As-tu connu des contretemps cette année ?
On a eu une annulation le jour où on a annoncé la programmation. On a comblé ce vide avec les Guns n’ Roses qui ont confirmé très tard leur venue. Ils n’apparaissent même pas sur les programmes qu’on avait fait imprimer. Tout le monde nous a dit qu’on avait fait un choix audacieux.
Quels sont les moments mémorables du FEQ depuis que tu y travailles ?
L’an dernier Skrillex a été stupéfiant. On savait en l’invitant que ça allait être impressionnant mais on ne pensait pas voir le public délirer à ce point. Et c’était un trait de personnalité de mon public que j'ai découvert, c'était fou.
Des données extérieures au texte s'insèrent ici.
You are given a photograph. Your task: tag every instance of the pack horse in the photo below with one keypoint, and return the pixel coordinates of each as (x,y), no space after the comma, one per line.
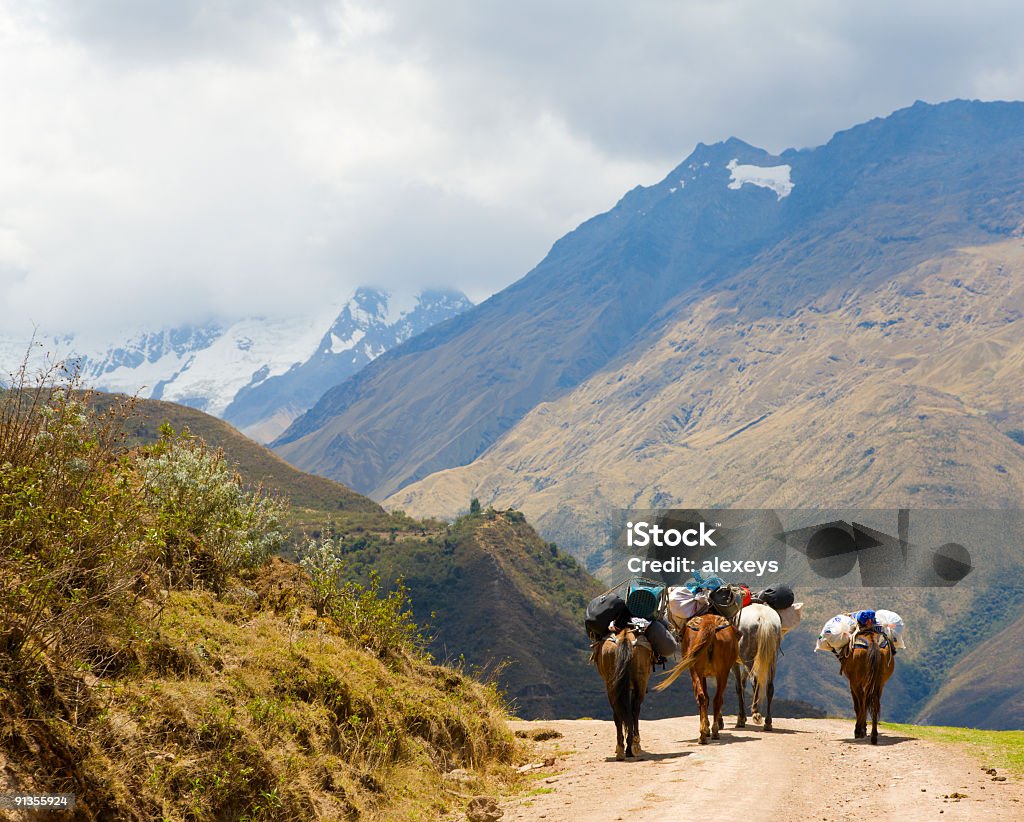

Le concert de Jean Leloup l’année passée. Les spectateurs ne l’attendaient pas car il avait un peu mauvaise réputation au Québec, un peu comme celle que traîne les Guns n’ Roses cette année. Les gens étaient assez sceptiques, Leloup est finalement arrivé sur scène et a donné son concert, le meilleur que j’ai vu de lui. Et pour cette année, je peux citer The Joy Formidable par exemple.
Es-tu confronté à des critiques ?
Constamment. On est tellement diversifié que tous les maniaques d’un genre ou d'un autre sont insatisfaits. Les amateurs de rock n’en ont pas assez. On a eu une soirée avec du métal très très lourd représenté par Voivod et Avantasia au Parc Franco, mais c’est tout. Mais ce n’est pas assez pour les fans qui veulent du métal sur les Plaines d’Abraham, quelque chose comme Black Sabbath et de beaucoup plus dur que les Black Keys. L’an dernier je n’avais pas d’artistes hip-hop importants, ça y est cette année, on en a programmés. Je n’ai pas de country, il y a pourtant une demande et j’aimerais bien en faire à un moment donné, mais il faut que je trouve le format adéquat. On est critiqué assez sévèrement, j’essaie de ne pas aller sur les blogs mais quand j’y vais je vois que certains internautes réclament ma démission. C’est intense !
Je trouve ces réactions finalement tout à fait normales pour ce genre d’événement. Il faut comprendre que la ville de Québec n’est pas sur le circuit majeur des concerts nord-américains. On a 5 lives en stade par année. La plupart des artistes viennent soit au festival, soit ils ne viennent pas du tout à Québec. Cette manifestation est donc très importante pour la ville et pour la communauté qui se l’approprie vraiment. Si on a de bons résultats, c’est en partie parce que les gens sont privés de concerts le reste de l’année.
On fait aussi des déçus parmi les fans d’indie rock, mais si on regarde l'ensemble de la programmation on a de l’indie rock et en quantité plus que convenable pour garantir l’équilibre du FEQ. C’est sûr qu’un vrai fan se reconnaîtra plus dans la programmation d’Osheaga (à Montréal début août) mais le FEQ est un festival différent, il faut que ma mère ou ma nièce puisse y aller !!